Xconomy’s Luke Timmerman recently suggested that biotechs’ IPO option has shifted the balance of power between Big Pharma and biotech closer to parity, and the big guys have lost (or at least loosened) their iron grip on venture-backed biotech. As he put it,
The power dynamic between the two parties is the closest it’s been to an equilibrium in many years. More people will now be encouraged to start new biotech companies, to invest in them, and they will be fairly rewarded when successful.
This relationship is vitally important to the future of drug development—literally life or death for biotech in the short term and sustainability for pharma in the long term. Luke is right to focus on the importance of parity and access to money as the element that determines the balance of power. However, it will take more than an IPO window to redress that imbalance.
By any measure, 2013 was the best IPO market for the life sciences industry in over 25 years, and even that is not enough. IPO windows are too few, too brief, and too unpredictable to sustain an industry that lives hand-to-mouth in the financial markets. Since clinical outcomes and not market cycles drive success, entrepreneurs cannot count on money being available when they need it. As a result biotech will remain dependent on pharma for financial support.
As long as the basis of that relationship is limited to buy-sell transactions, biotech will remain at a disadvantage. In most deals pharma will have the upper (iron) hand in determining how the value is divided. Limited returns for biotech means a limited ability to attract capital, limited size, and ultimately limited ability to contribute to innovation in the pharmaceutical industry.

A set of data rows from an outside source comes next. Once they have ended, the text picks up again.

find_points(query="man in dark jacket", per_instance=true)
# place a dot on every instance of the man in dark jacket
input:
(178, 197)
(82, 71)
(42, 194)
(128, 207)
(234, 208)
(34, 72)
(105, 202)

Pharma needs to broaden its relationship with biotech/bio-venture to include true discovery/development partnerships, and it needs to do it on a scale that exceeds anything contemplated today. Rather than partnering with a biotech only after it demonstrates a clinical proof-of-concept, pharma needs to pursue partnerships from the outset to create more new molecules and help advance them. As true operating partners, rather than adversaries in buy-sell transactions, pharma and biotech can bring to bear their respective strengths and minimize their weaknesses in the pursuit of new drugs.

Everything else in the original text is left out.